Plovdiv Conference September 2013

Completing the circle: shared opportunities to address the challenge of orofacial clefts

1)            Summary

The primary objective of taking the EUROCleftNet conference to Bulgaria was to fulfil one of the major objectives of the Network – to boost involvement from Eastern EU countries in CLP research activities.

The Gateway project has underpinned recruitment to the conference and has been a real success from Gareth Davies and his team using a limited budget (approximately €8000 spent) which has created a good complimentary resource to previous discussions.

The Gateway project has been a 2 step project firstly circulating questionnaires, then analysing the data and building a website. The website has been live since May and the hope is that a new proposal can be sent to ESF for a Research Library to be set up to continue this work which become a hub for professional networking and a place to share ideas. The budget for this would be similar to the Gateway project which we hope ESF would be keen to fund as it is improving research capacity.

The network will seek to facilitate improvement of the research skills and capacity within EUROCleftNet and set up here to collect the samples and create a database with all of the information with the use of a consortium agreement to combine the resource. Michele has expertise in his lab and knows what needs to be done in the lab to house the DNA for future use. To date, 1100 trios have been collected but not all are complete. The original proposal was to collect blood samples but in the latter stages of the project buccal swabs were used as an alternative option to collect larger numbers of DNA samples to achieve the target numbers in the EUROCRAN project.

Short / exchange programmes must be research related with short programmes being up to 15 days and exchange programmes lasting from 15 days up to 6 months. The genetics programmes have already benefitted from exchanges, and opportunities such as the Gateway project, COST project, CLIPSI speech project and the Task Force could also be possibilities for exchange programmes.

2)  Description of the scientific content of and discussions at the event

Plovdiv Conference – workshop 1 Multidisciplinary treatment

Facilitators:  Gunvor Semb and Bill Shaw

This was a large workshop with around 50 participants from all disciplines. The main focus for discussion was improved treatment outcomes gained through collaborative evidence-based research.  Participants endorsed the recommendations that came out of the Task Force meeting in Orlando in May.

  • Multinational collaboration only way to achieve evidence based cleft care
  • Achieve agreement on global standards for documentation and outcome measures for all disciplines and cleft types

To make research collaboration effective it was essential there was an agreed consensus on

  • What you measure
  • When you measure (short and long term measures are important)
  • How you measure

To guide the workshop participants through this there were presentations from top level clinicians in the respective fields: Orthodontics (Gunvor Semb), Speech and language therapy (Anette Lohmander), Nursing (Lisa Smegaard), Surgery (Brian Sommerlad),

Psychology (Martin Persson) and Patient perspective (Gareth Davies).

Each presentation highlighted the challenges faced and there was further discussion around points raised within the Task Force:

  • Research methodology has developed
  • Statistical methods have changed
  • Outcome measures changed: more focus on patient centred outcomes
  • Not enough collaboration between clinicians and researcher (they do not know each other and do not have opportunities to find out about common areas of interest)
  • Collaboration needs to start at the beginning stages of the design of the experiment
  • Input from other disciplines is crucial to good study design and controlling of confounding variables

There was a lot of debate about how you effectively measure ‘well-being’ of the patient and family – it was acknowledged that the ultimate test of successful treatment was whether the patient and family were happy.  Assessing this was not always straightforward and it was noted that one third of the areas for research listed as important by users related to psychosocial adjustment (James Lind Alliance, UK)

Some participants wondered how you could begin to embark on collaborative research when other centres/clinicians showed no interest in collaborating.  One way of addressing this might be through patient organisations where they existed – patients and families are highly motivated and they can be effective in lobbying for a cleft care agenda on a national scale.  This was happening in Bulgaria.

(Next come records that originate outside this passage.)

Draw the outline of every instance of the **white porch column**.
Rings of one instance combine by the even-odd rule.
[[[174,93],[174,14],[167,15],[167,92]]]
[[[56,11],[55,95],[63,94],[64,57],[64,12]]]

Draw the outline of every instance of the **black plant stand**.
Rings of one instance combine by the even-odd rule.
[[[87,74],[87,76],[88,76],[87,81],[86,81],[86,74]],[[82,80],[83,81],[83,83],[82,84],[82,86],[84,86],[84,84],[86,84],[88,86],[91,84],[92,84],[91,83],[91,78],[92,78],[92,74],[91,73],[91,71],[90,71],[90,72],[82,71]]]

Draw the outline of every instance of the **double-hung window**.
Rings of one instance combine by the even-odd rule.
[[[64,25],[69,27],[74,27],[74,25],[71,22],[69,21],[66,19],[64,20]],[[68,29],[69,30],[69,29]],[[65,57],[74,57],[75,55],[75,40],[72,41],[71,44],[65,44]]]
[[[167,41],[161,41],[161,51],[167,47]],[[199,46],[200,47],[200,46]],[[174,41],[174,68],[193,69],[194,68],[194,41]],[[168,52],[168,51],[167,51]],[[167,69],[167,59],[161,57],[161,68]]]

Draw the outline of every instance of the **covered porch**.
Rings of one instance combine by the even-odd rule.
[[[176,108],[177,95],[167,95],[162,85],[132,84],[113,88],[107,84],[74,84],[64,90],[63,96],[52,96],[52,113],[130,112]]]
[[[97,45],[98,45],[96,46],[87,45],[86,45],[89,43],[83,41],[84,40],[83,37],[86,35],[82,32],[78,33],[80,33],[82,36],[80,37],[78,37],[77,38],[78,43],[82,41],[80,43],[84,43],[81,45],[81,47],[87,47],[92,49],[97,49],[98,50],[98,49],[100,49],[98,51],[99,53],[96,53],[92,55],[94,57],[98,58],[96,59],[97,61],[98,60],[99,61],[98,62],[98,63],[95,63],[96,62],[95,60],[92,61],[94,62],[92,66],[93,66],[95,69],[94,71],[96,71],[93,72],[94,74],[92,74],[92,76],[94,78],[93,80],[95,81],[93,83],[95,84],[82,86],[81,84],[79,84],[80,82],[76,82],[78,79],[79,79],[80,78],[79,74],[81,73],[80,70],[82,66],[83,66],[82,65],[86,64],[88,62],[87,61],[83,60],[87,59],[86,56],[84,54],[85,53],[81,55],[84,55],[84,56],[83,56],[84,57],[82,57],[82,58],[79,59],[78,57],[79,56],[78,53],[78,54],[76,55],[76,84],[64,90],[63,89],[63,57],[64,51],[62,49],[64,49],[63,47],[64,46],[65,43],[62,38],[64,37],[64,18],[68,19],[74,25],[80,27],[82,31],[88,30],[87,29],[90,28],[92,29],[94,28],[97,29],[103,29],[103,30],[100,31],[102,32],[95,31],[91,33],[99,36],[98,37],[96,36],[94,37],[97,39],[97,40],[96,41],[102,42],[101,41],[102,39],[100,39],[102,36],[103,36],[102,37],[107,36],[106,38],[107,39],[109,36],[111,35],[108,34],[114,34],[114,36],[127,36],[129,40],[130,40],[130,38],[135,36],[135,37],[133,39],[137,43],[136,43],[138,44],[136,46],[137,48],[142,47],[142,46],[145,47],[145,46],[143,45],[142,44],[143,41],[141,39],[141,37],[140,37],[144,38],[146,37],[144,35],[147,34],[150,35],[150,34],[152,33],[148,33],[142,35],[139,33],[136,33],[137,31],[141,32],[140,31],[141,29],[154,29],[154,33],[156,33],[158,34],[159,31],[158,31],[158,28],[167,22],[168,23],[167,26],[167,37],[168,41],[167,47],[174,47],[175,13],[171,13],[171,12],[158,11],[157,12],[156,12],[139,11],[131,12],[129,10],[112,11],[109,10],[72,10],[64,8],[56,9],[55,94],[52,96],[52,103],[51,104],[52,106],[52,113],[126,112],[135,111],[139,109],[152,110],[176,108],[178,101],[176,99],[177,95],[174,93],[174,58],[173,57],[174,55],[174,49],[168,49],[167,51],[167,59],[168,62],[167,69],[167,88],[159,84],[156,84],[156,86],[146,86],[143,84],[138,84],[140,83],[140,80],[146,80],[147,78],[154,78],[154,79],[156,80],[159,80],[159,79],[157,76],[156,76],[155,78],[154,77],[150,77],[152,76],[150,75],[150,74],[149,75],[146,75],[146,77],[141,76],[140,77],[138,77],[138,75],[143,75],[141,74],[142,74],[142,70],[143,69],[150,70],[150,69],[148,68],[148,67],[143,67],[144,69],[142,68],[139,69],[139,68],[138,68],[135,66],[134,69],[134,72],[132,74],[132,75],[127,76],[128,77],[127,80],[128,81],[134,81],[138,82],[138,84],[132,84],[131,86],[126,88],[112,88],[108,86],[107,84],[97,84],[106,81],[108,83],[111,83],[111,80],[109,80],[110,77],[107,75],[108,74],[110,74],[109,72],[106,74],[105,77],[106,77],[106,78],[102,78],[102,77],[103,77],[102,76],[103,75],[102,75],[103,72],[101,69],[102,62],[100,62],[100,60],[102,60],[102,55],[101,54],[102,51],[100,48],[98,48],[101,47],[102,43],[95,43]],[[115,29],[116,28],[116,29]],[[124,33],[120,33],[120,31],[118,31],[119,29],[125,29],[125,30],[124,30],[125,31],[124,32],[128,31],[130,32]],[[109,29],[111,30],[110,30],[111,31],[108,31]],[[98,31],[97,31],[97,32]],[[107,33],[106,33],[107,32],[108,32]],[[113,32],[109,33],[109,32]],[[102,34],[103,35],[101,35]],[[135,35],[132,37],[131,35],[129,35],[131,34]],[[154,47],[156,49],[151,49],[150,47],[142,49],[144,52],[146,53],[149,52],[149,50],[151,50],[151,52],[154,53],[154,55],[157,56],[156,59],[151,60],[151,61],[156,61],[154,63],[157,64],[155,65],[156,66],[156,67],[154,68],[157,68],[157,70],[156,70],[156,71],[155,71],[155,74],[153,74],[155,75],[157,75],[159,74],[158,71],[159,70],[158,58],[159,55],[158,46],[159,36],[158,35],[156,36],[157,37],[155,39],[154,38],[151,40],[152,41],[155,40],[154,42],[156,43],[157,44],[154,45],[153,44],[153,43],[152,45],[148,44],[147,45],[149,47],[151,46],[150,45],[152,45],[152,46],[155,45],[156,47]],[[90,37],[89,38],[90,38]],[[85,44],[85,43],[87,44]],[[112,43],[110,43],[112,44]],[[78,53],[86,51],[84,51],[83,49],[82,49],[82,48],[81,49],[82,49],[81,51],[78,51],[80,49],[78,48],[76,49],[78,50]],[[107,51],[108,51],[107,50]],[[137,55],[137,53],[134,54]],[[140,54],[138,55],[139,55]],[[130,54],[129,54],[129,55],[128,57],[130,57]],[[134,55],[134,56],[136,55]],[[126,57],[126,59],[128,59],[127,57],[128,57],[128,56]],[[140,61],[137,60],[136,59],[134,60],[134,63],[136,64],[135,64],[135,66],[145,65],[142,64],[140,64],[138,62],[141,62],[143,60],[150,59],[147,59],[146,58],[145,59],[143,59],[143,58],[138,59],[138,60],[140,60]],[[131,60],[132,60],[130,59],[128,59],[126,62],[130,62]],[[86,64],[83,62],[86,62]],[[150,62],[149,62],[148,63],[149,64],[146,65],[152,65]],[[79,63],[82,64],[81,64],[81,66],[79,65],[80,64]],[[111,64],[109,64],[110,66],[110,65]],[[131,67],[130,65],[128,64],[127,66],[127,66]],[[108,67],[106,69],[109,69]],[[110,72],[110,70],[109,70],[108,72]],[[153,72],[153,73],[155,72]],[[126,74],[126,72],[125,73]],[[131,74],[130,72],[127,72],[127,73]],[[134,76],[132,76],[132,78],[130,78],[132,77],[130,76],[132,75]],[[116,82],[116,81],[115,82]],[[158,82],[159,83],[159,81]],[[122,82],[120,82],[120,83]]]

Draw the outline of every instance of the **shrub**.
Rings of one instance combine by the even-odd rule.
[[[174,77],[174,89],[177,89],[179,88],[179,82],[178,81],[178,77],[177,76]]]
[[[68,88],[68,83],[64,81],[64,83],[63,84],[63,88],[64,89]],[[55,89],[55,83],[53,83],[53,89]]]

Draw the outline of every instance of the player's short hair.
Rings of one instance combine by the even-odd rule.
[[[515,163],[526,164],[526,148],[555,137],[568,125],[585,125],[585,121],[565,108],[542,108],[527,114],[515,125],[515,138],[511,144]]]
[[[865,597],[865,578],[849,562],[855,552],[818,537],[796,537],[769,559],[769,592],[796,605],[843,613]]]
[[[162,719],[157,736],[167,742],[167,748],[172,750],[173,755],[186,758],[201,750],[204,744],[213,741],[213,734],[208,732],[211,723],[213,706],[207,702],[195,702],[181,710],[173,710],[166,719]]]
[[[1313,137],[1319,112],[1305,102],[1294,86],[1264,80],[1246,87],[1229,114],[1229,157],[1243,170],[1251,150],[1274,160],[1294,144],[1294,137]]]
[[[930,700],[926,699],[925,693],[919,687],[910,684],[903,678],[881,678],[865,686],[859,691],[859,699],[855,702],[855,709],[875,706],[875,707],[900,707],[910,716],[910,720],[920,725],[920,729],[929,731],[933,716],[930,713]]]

It was also stressed that collaboration/outcome studies were still valid even if they began on a very small scale

At the end of the session participants were moving into different groups of specialist to discuss strategies and good practice.  Whilst there was not enough time to develop discussions, the groups facilitated the exchange of contact details for future advice and networking.

EUROCLEFTNET Conference (Plovdiv) – Workshop 2 Genetics Report

The context in which EUROCLEFTNET as a research network exists is to enhance and advance knowledge on how to a) improve quality of care and b) elucidate the aetiology and strive towards primary prevention of clefts of the lip and palate.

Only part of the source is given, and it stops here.